At 12.01 am on Monday, November 23, the border between NSW and Victoria was officially reopened, 138 days after it was shut in response to Victoria's second wave of coronavirus.
By midnight on Sunday, the final vehicle to cross the Echuca-Moama checkpoint was long gone.
The final vehicle, a white Ford Focus, crossed the border at 11.40 pm, and there was no further action at the checkpoint until after midnight.
Police and traffic management were on site until past 2 am removing the checkpoint, which is now nothing more than a memory for those who passed through it during the past four and a half months.
Murray River Police District Inspector Paul Huggett said the evening ran smoothly.
"Everything went really well,” he said.
"Most of the people who came through were continuing through NSW, but we did have a couple of people who got their permits checked, then went back around the roundabout back to Echuca.
"We had a couple of cars show up early who we had to send back, but that was a very small number."

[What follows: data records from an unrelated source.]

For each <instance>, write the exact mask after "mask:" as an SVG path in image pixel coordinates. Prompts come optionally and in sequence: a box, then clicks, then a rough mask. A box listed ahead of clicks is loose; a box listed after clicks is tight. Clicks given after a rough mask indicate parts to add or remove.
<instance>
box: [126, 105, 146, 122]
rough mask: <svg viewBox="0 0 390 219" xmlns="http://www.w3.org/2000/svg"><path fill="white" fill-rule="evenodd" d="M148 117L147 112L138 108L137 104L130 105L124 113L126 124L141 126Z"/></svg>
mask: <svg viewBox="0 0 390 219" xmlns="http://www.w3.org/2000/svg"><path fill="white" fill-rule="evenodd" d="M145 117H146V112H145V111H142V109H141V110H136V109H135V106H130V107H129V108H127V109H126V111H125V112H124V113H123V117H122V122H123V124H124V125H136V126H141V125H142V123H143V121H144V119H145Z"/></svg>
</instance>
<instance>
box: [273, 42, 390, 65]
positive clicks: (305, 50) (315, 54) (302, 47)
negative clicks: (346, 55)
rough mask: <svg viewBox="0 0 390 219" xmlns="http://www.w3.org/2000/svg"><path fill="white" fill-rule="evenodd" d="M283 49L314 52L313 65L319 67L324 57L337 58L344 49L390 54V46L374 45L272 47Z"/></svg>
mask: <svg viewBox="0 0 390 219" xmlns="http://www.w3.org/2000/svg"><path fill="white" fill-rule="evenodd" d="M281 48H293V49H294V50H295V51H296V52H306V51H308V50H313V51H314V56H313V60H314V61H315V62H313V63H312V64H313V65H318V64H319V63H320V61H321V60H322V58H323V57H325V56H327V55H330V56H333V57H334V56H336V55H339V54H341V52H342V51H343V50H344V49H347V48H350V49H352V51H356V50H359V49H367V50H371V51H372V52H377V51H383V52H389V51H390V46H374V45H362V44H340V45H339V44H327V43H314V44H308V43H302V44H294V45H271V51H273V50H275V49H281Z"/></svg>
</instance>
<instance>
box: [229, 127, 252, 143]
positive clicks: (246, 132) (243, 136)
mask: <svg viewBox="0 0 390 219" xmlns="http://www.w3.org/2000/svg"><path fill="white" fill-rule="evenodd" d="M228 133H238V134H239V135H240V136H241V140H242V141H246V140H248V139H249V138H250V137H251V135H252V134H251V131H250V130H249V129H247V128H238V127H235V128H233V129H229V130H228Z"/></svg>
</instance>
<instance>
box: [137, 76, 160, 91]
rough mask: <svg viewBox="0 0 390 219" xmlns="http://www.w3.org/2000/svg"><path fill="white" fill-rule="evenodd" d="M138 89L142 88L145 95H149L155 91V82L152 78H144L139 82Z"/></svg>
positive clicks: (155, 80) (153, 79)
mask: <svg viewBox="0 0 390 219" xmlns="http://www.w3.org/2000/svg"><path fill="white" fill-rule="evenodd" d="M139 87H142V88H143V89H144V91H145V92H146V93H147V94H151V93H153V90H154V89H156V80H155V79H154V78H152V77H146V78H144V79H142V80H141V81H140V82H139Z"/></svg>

The tented areas around the police had been removed earlier in the day, and thankfully the weather held off.
"We didn't cop the rain thankfully,” he said.
"In the end it was an easy process to clear everything off and get things moving normally again."
The twin towns not only awoke to an open border, but to a 24th day with no new cases of COVID-19 in Victoria, a far cry from the situation that necessitated the border closure.
Victorians were also enjoying their first day without mandatory masks in socially distanced outside areas.